Really a nation such as France with a language to keep need to make information a public good with content structured and information indexed as a government priority. This immediately screams 'big brother', but it does not have to be like that. Google are not there to serve the customer, they only care about profits. They are not the defenders of democracy and free speech.

If a country such as France or even a country such as Sweden gets their act together and indexes their stuff in their language as a public good, they can export that knowhow to other language groups. It is ludicrous that we are leaving this up to the free market.

WalterBright · 2024-11-13T07:30:56 1731483056

> It is ludicrous that we are leaving this up to the free market.

If you leave it up to the government, inevitably you're going to get only information approved by the people in power in that government.

You could call that search engine "Pravda".

mapt · 2024-11-12T21:23:39 1731446619

You don't have to match Google's technical prowess if that capability is being superceded by MBAs doing aggressive enshittification.

munk-a · 2024-11-12T21:49:49 1731448189

You'd be surprised how long it takes to enshittify a piece of tech as well established as Google. The MBAs may be trying but there are still a lot of dedicated folks deep in the org holding out.

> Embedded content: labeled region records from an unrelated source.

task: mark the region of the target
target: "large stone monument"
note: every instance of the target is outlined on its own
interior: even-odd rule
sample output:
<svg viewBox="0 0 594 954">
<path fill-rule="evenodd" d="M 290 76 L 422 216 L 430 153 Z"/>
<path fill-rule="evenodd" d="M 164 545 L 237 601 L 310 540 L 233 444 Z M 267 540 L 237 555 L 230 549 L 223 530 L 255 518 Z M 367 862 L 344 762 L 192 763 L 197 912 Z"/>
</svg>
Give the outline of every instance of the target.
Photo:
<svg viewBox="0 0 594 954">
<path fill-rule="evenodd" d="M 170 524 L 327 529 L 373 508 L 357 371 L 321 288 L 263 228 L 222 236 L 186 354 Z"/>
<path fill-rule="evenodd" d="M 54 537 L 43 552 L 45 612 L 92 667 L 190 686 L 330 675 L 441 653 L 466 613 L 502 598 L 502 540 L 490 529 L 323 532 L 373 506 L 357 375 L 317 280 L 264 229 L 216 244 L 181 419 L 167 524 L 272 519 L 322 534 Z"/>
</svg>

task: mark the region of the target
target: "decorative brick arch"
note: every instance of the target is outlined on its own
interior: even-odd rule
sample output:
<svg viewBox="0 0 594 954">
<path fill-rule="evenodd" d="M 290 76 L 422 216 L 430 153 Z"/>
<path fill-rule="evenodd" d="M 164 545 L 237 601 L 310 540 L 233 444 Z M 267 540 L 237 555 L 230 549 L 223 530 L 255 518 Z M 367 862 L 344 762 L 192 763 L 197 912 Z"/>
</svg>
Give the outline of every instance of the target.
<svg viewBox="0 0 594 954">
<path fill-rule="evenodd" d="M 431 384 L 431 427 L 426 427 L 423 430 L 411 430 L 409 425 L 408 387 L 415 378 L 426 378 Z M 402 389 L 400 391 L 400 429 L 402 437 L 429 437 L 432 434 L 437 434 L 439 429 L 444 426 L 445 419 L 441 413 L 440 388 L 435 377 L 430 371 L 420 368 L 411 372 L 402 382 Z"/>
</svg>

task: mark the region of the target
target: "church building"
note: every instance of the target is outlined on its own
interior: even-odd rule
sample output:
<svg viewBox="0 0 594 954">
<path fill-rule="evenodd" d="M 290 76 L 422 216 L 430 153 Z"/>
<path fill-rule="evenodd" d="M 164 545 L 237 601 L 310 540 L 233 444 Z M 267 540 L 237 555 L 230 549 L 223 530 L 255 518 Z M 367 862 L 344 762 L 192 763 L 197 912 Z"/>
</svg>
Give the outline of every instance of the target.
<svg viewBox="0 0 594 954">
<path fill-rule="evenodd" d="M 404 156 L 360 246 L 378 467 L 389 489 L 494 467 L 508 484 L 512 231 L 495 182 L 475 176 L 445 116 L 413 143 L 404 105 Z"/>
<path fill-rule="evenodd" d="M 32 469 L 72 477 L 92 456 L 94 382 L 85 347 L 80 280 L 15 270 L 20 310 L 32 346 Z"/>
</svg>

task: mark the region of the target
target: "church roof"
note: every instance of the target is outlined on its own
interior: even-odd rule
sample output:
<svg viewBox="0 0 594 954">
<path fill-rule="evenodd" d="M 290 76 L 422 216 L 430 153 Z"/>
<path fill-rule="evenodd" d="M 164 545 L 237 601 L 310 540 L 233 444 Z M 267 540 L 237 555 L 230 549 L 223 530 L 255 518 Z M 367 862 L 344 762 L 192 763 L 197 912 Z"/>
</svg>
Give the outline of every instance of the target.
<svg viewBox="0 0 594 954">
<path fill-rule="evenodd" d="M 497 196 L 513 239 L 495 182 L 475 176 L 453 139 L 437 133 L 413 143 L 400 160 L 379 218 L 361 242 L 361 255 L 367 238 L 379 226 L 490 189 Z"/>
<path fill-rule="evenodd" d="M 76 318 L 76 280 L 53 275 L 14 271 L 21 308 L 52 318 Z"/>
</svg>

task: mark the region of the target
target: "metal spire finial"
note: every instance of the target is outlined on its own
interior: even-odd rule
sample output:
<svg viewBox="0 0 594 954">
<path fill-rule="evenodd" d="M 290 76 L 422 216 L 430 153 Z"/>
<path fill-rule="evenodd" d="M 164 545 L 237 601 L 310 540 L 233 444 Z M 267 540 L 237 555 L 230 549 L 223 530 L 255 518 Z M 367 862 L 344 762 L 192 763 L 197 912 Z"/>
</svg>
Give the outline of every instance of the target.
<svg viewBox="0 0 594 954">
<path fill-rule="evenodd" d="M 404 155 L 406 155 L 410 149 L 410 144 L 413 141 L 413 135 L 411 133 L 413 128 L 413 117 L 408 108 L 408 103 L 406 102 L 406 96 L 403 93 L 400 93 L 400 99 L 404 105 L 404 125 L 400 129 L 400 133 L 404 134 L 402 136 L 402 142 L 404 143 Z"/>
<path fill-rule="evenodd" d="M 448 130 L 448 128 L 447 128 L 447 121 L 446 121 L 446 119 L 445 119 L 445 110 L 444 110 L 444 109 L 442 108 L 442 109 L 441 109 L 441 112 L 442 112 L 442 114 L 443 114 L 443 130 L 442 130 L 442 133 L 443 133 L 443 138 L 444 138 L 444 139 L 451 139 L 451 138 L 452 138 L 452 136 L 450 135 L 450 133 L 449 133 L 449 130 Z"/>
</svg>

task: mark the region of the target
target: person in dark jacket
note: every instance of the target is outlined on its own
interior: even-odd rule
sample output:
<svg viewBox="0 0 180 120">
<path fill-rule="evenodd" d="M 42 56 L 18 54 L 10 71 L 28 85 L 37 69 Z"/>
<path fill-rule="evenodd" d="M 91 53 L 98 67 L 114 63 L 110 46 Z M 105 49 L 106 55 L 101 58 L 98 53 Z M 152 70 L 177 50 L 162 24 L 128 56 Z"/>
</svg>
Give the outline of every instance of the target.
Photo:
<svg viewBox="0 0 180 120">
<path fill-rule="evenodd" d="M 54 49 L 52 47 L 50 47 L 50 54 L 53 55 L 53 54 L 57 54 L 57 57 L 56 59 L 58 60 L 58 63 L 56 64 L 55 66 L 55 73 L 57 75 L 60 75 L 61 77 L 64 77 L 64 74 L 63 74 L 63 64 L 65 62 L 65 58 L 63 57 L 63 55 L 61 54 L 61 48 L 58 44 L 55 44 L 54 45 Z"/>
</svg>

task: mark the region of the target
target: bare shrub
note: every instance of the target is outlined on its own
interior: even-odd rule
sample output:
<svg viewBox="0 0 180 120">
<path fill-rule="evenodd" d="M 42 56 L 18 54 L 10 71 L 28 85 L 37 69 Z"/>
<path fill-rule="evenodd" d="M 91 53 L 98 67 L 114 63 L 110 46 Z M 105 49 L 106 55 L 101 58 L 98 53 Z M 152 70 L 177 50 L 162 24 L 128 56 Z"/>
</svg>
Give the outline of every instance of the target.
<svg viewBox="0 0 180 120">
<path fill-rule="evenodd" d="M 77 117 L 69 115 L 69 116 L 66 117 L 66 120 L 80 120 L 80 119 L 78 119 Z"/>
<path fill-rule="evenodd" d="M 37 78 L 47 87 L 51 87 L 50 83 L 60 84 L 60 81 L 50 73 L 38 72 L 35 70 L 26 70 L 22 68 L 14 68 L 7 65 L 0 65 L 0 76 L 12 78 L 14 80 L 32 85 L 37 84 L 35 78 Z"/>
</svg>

echelon · 2024-11-12T23:27:26 1731454046

It's funny. I usually can't tell that from the quality of the search results.

canadianfella · 2024-11-13T01:07:04 1731460024

Compared to what?

klez · 2024-11-13T13:27:29 1731504449

Compared to Google, X years ago, for example. Unless I'm mixing threads up, that's what we're talking about anyway: the degradation of Google's search results.

kbolino · 2024-11-13T14:18:56 1731507536

Yeah, the problem is that Google today is still generally better than its competitors today, even though Google today is worse than Google yesterday.

gkbrk · 2024-11-13T23:37:05 1731541025

Result quality of Kagi is miles ahead of Google

tinodb · 2024-11-14T15:22:53 1731597773

Indeed

gregw134 · 2024-11-13T15:25:00 1731511500

The article you linked doesn't say anything about 100 petabytes

jasode · 2024-11-13T15:46:28 1731512788

>The article you linked doesn't say anything about 100 petabytes

Excerpt from the article: >[...] Caffeine takes up nearly 100 million gigabytes of storage in one database and adds new information at a rate of hundreds of thousands of gigabytes per day. [...]

Your comment did make me pause and sanity check the math: https://www.google.com/search?q=%22100+million+gigabytes%22

In any case, a lot of people translated "100 million gigabytes" to "100 petabytes" based on that blog : https://www.google.com/search?q=google+search+index+estimate...

What's the current best estimate of its size now in 2024?